Ukha: Edo’s favorite food that only Emma knows how to make because she was taught when she lived in Russia. She teaches Antonio how to make it, at his request, so that it is served at the party at the end of the movie. Antonio’s reason for preparing the soup was because it is Edo’s favorite. When it is served, Edo has a negative reaction as he realizes that this means that his mom and his best friend have been spending a considerable amount of time together and then realizes they’ve been romantically involved. Did Antonio intentionally do that because he knew Edo would figure it out or was it really just a friendly gesture? 

Cutting off hair: Emma’s daughter, Betta comes home with very short hair and announces to her mother that she is in a romantic relationship with another woman. This drastic change is reflected in her new hair. Later, Emma allows Antonio to cut a significant amount of her hair off and it actually resembles her daughters hair cut. This is reflective of her drastic change which is cheating on her husband with her son’s best friend. Later, a few strands of her cut off hair left behind on Antonio’s patio assist Edo in coming to the conclusion that they are involved. This change is so remarkable that after her son’s funeral, she tells her husband that “you no longer know who I am” and that she loves Antonio to which he replies “you don’t exist.” 

Mirrors and windows: on many occasions, we see a reflection of Emma or of her looking at her own reflection. The first time this happens it is in Emma’s bathroom. There’s another instance when she follows Antonio around Sermeno and looks at her reflection in a mirror in a store. Instead of seeing that as her making sure she looks alright before talking to him, I think she was observing the changes that were already taking place involving her desire for Antonio before anything even officially starts. She then turns and looks out the window of the shop and seems to make very direct eye contact with Antonio who is outside. She walks out and nearly runs into him so he couldn’t have been staring at her through the window. Is this a forethought to running into him or a strange vision? After the first time Emma is involved with Antonio, she runs home and into her bathroom and looks at herself in the mirror which is far away and I couldn’t tell if she was laughing or crying but I’m pretty sure it was happiness. I took this reflection to represent how she was realizing how big the world could be outside of her family and the space she had for potential growth as a person. As before mentioned, there is another window scene between Antonio and Emma that was a mutual fantasy. 
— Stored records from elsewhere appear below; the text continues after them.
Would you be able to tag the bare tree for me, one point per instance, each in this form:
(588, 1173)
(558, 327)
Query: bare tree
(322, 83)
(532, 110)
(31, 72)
Kitesh: Emma’s real, Russian name. Her husband started calling her Emma when they first met for no reason and she just adopted the name. No one calls her Kitesh or even knows about it so Antonio calls her that. It’s a secret identity that only he has access to. 

“’Happy’ is a word that makes one sad” – Betta. Happiness is like desire: the idea of it is enough to make you run around in circles for the rest of your life but you’ll never attain what you want out of it so it will perpetually cause sadness. Happiness is temporary and love kind of is too, unfortunately.